V
Apolline entra. Elle avait l’air tout triste en remettant à Jacques un billet
soigneusement cacheté. Celui-ci le parcourut et le tendit à son ami.
« Docteur, était-il écrit, excusez un mouvement de vivacité. Je conçois que
vous n’ayez pu résister à de si infernales coquetteries et je vous plains plus
que je ne vous blâme ; vous êtes, en vérité, la victime d’une des plus
abominables trahisons qui se puissent imaginer, car, sachez-le bien, c’est
elle, l’infâme, qui m’a excité contre vous…

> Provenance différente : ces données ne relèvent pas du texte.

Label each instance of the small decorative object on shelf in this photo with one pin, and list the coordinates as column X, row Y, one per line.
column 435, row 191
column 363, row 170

- Ah ! la belle volée de coups de canne que je vais lui flanquer ! interrompit
Lenflé du Pétard.
« Une prière maintenant, continuait l’épitre. Vous m’obligerez en
quittant au plus tôt cette maison où j’étais heureux de vous recevoir, mais où
vous devez comprendre que votre présence est une gêne pour tous les deux.
Agréer, etc…
«VAN DEN BOURIK ».
- Dès qu’il s’excuse, conclut Lenflé du Pétard, je n’ai plus rien à dire.
Partons !
- Partons ! dit Jacques. Mais tu avoueras, mon cher, qu’il est peu agréable de
voyager avec un monsieur dont l’inconduite vous expose à de pareils
désagréments. Si jamais tu me repinces à te suivre aux centenaires des médecins
fameux !...
- Le fait est que j’ai manqué de tenue, pensa douloureusement le pauvre Lenflé
du Pétard.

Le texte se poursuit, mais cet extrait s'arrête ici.